Der X-Kanal der Mondmission verkündete frühmorgens, dass die Astronauten bereits die Hälfte ihrer Reise hinter sich gebracht haben. Bei ihrer Ankunft planen sie wissenschaftliche Untersuchungen auf dem Mond durchzuführen. Die vier Mitglieder des «Artemis II»-Teams sendeten erstmals Bilder von der Erde zur Erde zurück. Nasa-Astronaut Victor Glover kommentierte dies aus der «Orion»-Kapsel: «Ihr seht toll und wunderschön aus». Die Raumkapsel ist mit vier Fenstern ausgestattet.
Auf ihrer Reise um den Mond ernähren sich die Astronauten von Quiche, Blumenkohl oder Couscous. Sie nehmen Handyfotos auf, kämpfen mit E-Mail-Problemen und beheben defekte Toiletten: Das Leben der Astronauten in Richtung Mond ist demnach gar nicht so fernab. Die vier Crewmitglieder verbringen etwa zehn Tage in der «Orion», die einem Lieferwagen an Größe entspricht.
Die Vorbereitung auf diese Reise sei vergleichbar mit dem Packen für einen Campingausflug, erklärte Christina Koch, die erste Frau dieser Mission zum Mond. An Bord ist eine kleine Proviantkammer: 58 Tortillas, 43 Kaffeebecher, Brokkoli, gegrillte Rinderbrust und fünf verschiedene scharfe Saucen stehen zur Verfügung. Auch Ahornsirup befindet sich an Bord – ein Crewmitglied kommt aus Kanada.
Die Toilette in der «Orion» ist laut genug, dass Gehörschutz notwendig wird. Sie steht abgesondert in einem Eckenbereich und bietet laut Kanadier Jeremy Hansen das einzige Moment absoluter Alleinheit während der Mission. Nachdem es kurzzeitig zu Problemen mit der Toilette kam, konnte Astronautin Christina Koch diese beheben.
Nach diesem Zwischenfall gab es eine technische Störung: Während einer Nasa-Live-Übertragung meldete Missionskommandant Reid Wiseman Ausfälle bei seinen E-Mail-Anwendungen.

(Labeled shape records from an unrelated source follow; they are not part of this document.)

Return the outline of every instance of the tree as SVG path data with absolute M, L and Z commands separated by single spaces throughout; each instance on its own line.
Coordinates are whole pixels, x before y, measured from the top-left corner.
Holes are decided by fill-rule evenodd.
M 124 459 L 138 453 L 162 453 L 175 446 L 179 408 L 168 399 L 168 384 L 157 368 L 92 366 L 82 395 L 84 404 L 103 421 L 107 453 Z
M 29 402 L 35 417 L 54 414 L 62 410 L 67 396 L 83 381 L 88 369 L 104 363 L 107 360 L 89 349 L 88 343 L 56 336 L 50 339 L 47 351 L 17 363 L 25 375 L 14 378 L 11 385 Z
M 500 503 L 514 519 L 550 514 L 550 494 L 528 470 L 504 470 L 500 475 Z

Das Problem wurde vom Houstoner Kontrollzentrum gelöst. Der Schlaf in der Schwerelosigkeit stellt ebenfalls eine Herausforderung dar: Mit an die Wände befestigten Schlafsäcken verhindern die Astronauten, dass sie im Raum treiben. «Christina schläft kopfüber mitten drin – ähnlich einer Fledermaus», erklärte Wiseman. «Es ist überraschend angenehm.»
Um den Auswirkungen der Schwerelosigkeit entgegenzuwirken, müssen die Astronauten täglich rund eine halbe Stunde trainieren. Dafür steht ein spezielles Trainingsgerät an Bord bereit, ähnlich einem Fitnessstudio. Neu ist die Erlaubnis für Smartphones auf dem Flug: «Wir ermöglichen unserer Crew, besondere Momente für ihre Familien festzuhalten und inspirierende Bilder und Videos mit der Welt zu teilen», erklärte Nasa-Chef Jared Isaacman im Februar.
Trotz einer milliardenschweren Mission im geopolitischen Wettstreit mit China bleibt Raum zum Staunen. Jeremy Hansen beschrieb seine Freude über das Schweben: «Ich fühle mich wie ein Kind!» Intensive Gefühle erlebte Victor Glover – der erste dunkelhäutige Mann auf dem Weg zum Mond – beim Raketenstart: «Man versucht, professionell zu bleiben», sagte er, «aber das Kind in mir möchte einfach vor Freude schreien.”